Libera nos, bella música de John Sheppard para ambientar la meditación de hoy:

¿Podemos vivir sin la Misa del domingo?

Por razones laborales me encuentro en una república islámica y en la ciudad no hay ninguna iglesia católica. De hecho, a miles de kilómetros a la redonda es imposible encontrar un sacerdote católico. Sin embargo, voy a asistir a misa a través de Internet para celebrar, como cada domingo, la resurrección de Jesús.
Días como hoy me permiten redescubrir el sentido del domingo, día del Señor, el día del juicio, el día de día de descanso familiar, el día de la alegría de Dios. ¡Para mí la Eucaristía de todos los días, pero en especial la del domingo, es la fuente y la cumbre de todas las actividades de la semana! ¡Cuántos hombres y mujeres en el mundo no tienen posibilidad de reunirse el domingo para celebrar la Eucaristía y construir lugares para sus asambleas!¡Cuántos miles de cristianos sin el Día del Señor no pueden vivir! Y en nuestra sociedades, ¿podemos vivir sin la Misa del domingo?
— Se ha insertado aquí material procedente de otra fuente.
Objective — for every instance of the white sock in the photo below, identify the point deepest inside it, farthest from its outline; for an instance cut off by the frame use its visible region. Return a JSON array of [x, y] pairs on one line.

Me duele cuando tantos bautizados no participan de la Misa dominical que debería ser la cumbre de todo el domingo cristiano. Otros dioses toman el lugar de Jesús resucitado: ¡el deporte, la cultura, los viajes, los placeres! Nada hay contra ello, pero para un cristiano la cumbre de su domingo debe ser la misa dominical.
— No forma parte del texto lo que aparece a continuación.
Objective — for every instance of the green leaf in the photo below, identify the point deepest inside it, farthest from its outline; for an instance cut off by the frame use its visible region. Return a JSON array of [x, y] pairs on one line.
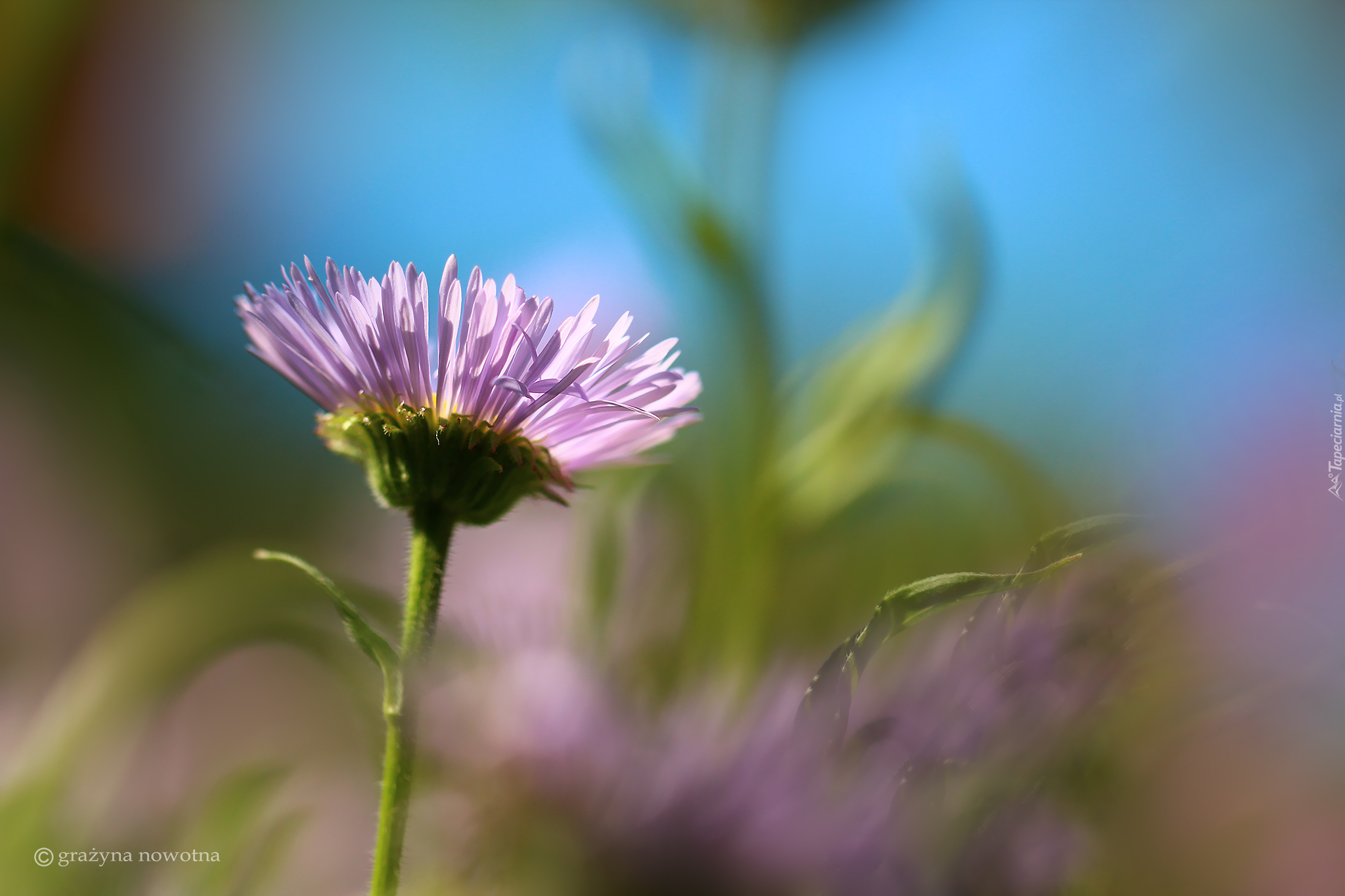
[[853, 413], [1080, 535], [831, 689], [150, 648], [233, 824], [373, 644]]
Hay una frase del libro de los Proverbios que tiene su impronta. Es cuando Dios dice: “Ven a comer mi pan y beber el vino que he preparado para ti”. Esta profecía se realizó en el momento de la Institución de la Eucaristía. El discurso del pan de vida Jesús ha indignado a muchos oponentes que no aceptaban que Él es el pan de vida, el Hijo del Padre, el Mesías. Les pareció escandaloso e intolerable en su tiempo que Jesús pudiera pedirles que comieran su carne y bebieran su sangre. Hoy, sabemos cómo uno puede comer su carne y beber su sangre en el sacramento de la Eucaristía. Creemos que Jesús es el único Hijo del Padre, la Verdad y la Vida. En el sacramento de la Eucaristía, estamos espiritualmente nutridos por el sacramento de Su Cuerpo y Sangre. Sabemos, por medio de la fe, que Él está verdaderamente presente y sustancialmente en el Santísimo Sacramento que nos permite vivir con Su Vida. Comprender el inefable misterio: Dios Padre desde la eternidad, desde la Creación y la Encarnación redentora quiere reunirse en la Iglesia, que es el Cuerpo de Cristo, con todos sus hijos a los que tanto ama. Este Cuerpo de Cristo, sin embargo, aún no ha alcanzado su plenitud. Para alcanzarlo, la comunión eucarística es indispensable. Los Padres de la Iglesia dijeron: la Iglesia hace la Eucaristía, la Eucaristía hace la Iglesia.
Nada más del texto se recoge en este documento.